O Contra qualifica o assunto como irrelevante e tem por regra ignorar as aventuras e desventuras das celebridades, por muitos cliques que possam gerar. Porém, a forma como a MSNBC usou o noivado de Swift como desculpa para atacar a instituição do casamento já é um tema mais interessante. Em vez de alegria, ofereceram amargura. Em vez de celebrarem o anúncio, publicaram sobre o facto um ensaio triste e desiludido, quase invejoso, insistindo que o casamento “cria mais problemas do que aqueles que resolve” e alertando a sua heroína Swift de que “não há nada de mágico” em dizer que “sim”.

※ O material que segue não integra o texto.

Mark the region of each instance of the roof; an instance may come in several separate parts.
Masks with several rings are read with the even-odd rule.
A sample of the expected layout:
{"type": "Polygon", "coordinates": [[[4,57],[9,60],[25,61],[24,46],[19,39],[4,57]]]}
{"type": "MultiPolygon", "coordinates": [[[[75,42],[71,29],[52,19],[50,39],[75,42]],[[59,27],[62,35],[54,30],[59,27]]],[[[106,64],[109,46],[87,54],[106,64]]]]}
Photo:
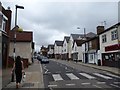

A MSNBC tentou assustar Taylor Swift (e todos os seus incautos leitores) para que não se casem porque a sua agenda é de guerra à família e a tudo o que possa trazer felicidade, significado e realização às pessoas.

O artigo não é apenas patético e inapropriado — é revelador. Perante um dos momentos mais alegres que um casal pode experimentar na vida, o seu instinto não foi celebrar a ocorrência, mas condená-la. Isto diz tudo sobre a visão do mundo dos grandes meios de comunicação: a tradição é ridicularizada, os laços duradouros entre um homem e um mulher são malditos (é preferível passar a vida na ansiedade espúria do Tinder), a possibilidade da prole é desdenhada (ter filhos, que horror!). A concretização formal de laços duradouros entre duas pessoas que assim manifestam o afecto que nutrem um pelo outro é basicamente retratada como uma certidão de sofrimento.

Nem interessa à infeliz redactora do artigo a verdade óbvia: as mulheres casadas são mais felizes do que as mulheres solteiras. As mães casadas e com filhos são as mais felizes de todas. Os dados não comprovam a amargura da cronista da MSNBC, nem a experiência vivida. A única forma da narrativa sobreviver é continuar a repetir a mentira de que a família, a fé e o compromisso são algemas, em vez de âncoras.

Embora os noivados em Hollywood sejam triviais e voláteis, a resposta da imprensa mostra como os grandes meios de comunicação social não conseguem sequer cobrir o anúncio de matrimónio sem tentar minar a própria instituição e o seu valor como fundamento de uma sociedade coesa e saudável.

O casamento formalizado, licenciado pela comunidade e firmado transcendentalmente é, há dezenas de milhares de anos, um mecanismo muito bem sucedido para assegurar a coesão social e a perpetuação da comunidade, mas os apparatchiks da imprensa corporativa, que têm uma consciência do legado humano formatada pela Netflix, sabem melhor.

O casamento, além de tudo mais, potencia a geração de mais seres humanos, num ambiente estável e afectuoso, que possam contribuir por sua vez para sociedades funcionais e prósperas. É precisamente isso que a MSNBC mais detesta.

Porque a imprensa corporativa segue cegamente a agenda dos seus senhores, que visa a distopia de sociedades atomizadas e indivíduos frágeis e isolados, infelizes e estéreis como a redactora do artigo em causa, que são mais fáceis de tratar como cabeças de gado.